Node will primarily earn revenue from direct sales of Farmchef in our target markets. Though our target end users in these markets are smallholders and mid-sized farms, our target customers in these markets are bulk buyers of agrichemicals – large ag producers, grower networks such as aggregators and co-ops, and government/NGO extension and subsidy programs. These farmer networks have wide reach of small and mid-sized farmers, and they are also a key source of information on best practices. Some distribute inputs to farmers already, or provide financing to purchase improved inputs. Therefore, these organizations are key for educating farmers on our product and its usage. We will also work with retail distributors. These companies work with large networks of agrodealer retail shops in towns, villages, and trading centers across our target markets. They will play a key role in last-mile distribution, making sure the product is always readily available for farmers. We will also sell to large commercial farms. These are not our target customers for impact, but will provide a stable revenue source to support the growth of our business.

We will focus on marketing and sales, using contract manufacturers and third-party logistics providers to handle production and shipping of goods, at least until we have the capital and stable demand required to set up local production in our target markets.

Node will also earn revenue from licensing agreements with large agrichemical manufacturer-distributors in the US, EU, and other high-income markets. These markets are much more expensive to enter through direct sales but have strong multinational distributors like Bayer Cropscience, Nutrien, and Syngenta. These companies often expand their product portfolios through licensing and acquisitions.

Besides sales and marketing of our products, Node Bio will focus on R&D as our other key activity. We will develop more products, building on the founding team’s capabilities in developing new products that regulate plants’ stress and metabolic systems to add more value to our product portfolio.

Do you primarily provide products or services directly to individuals, to other organizations, or to the government?

Organizations (B2B)

What is your plan for becoming financially sustainable?

We analyzed the likely cost of producing and selling Farmchef, and found that we will be able to offer Farmchef at a healthy margin while maintaining a price accessible to farmers of all income levels. Once we launch commercially, we expect each market to be able to reach 'ramen profitability' within one year. In order to cover the costs of reaching this breakeven point, as well as our initial market setup and near-term R&D, we are currently raising pre-seed funding and seeking research grants.

As we prove our ability to profit in our initial launch markets, we will seek to raise growth capital to allow us to expand internationally. We also expect licensing revenues to help us get the capital required to reach this international scale.

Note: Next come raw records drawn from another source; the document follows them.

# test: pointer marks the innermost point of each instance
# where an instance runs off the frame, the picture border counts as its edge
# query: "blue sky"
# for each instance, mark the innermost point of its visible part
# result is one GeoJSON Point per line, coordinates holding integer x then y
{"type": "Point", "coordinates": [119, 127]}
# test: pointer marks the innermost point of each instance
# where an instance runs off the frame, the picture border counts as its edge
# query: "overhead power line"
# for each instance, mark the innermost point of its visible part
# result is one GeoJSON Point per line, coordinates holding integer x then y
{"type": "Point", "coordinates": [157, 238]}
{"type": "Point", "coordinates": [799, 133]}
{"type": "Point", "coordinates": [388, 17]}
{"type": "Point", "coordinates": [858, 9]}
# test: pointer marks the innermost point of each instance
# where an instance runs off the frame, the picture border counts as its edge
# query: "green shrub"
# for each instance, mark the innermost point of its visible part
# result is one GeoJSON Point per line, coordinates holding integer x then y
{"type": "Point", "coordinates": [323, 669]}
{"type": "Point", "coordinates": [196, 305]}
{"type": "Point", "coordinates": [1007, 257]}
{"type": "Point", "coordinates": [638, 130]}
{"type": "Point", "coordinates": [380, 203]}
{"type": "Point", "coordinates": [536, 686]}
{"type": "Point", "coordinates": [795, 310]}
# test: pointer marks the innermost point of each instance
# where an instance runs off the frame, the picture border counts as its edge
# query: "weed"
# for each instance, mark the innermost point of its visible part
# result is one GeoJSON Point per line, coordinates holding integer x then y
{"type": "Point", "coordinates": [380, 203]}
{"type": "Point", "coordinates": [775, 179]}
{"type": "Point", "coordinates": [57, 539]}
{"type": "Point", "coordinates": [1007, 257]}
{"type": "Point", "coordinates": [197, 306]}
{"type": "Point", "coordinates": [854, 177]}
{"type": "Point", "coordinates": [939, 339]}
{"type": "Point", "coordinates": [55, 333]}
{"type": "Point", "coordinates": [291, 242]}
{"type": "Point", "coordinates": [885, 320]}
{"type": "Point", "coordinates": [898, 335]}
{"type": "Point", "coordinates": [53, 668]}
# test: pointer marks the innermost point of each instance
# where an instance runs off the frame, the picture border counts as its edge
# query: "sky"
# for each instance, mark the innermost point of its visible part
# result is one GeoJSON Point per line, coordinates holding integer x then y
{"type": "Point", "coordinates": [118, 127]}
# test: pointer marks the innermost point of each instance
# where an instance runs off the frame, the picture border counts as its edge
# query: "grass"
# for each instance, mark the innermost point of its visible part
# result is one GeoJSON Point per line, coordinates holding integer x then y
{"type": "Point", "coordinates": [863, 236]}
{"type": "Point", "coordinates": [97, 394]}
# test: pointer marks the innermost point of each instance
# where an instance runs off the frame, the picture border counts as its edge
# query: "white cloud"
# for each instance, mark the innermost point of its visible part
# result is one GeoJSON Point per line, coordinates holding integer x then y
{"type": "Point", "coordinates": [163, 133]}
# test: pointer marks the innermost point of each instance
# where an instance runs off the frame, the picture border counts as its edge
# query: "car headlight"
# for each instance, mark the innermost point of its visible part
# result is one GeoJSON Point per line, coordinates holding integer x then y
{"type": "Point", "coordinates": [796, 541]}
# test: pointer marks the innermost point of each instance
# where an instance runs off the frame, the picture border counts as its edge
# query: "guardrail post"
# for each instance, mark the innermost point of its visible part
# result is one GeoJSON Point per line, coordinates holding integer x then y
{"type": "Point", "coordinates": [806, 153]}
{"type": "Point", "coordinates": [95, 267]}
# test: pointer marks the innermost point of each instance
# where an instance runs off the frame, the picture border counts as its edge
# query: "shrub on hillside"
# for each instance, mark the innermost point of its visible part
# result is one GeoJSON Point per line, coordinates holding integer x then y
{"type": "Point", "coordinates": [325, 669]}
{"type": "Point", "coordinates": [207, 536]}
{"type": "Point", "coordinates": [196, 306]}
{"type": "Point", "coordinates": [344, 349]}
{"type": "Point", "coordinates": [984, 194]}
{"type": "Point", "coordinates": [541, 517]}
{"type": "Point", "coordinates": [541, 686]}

Share some examples of how your plan to achieve financial sustainability has been successful so far.

We are currently prevented from making commercial sales by regulations in our target markets. We will not be able to begin making sales to prove our revenue model until early 2024. However, we have seen encouraging signs of customer demand in our markets. Interest in customer pilots has been strong from various types of organizations, including large agricultural producers with outgrower farmer networks, digital farmer aggregator services, and community farms. Though we only have limited product available at the moment, we have started 2 customer pilots with these kinds of customers, with another community farm pilot in Ghana starting in June.

Interviews with farmers in East Africa have shown the strong interest in solutions to drought, as well as willingness to pay. We have also seen strong farmer demand for dubious unlicensed competitor products making drought protection claims in local retail stores. Some of these products are sold at prices well above our expected retail price for Farmchef. This is unfortunate, but we feel it indicates that there is a strong opportunity for a working solution.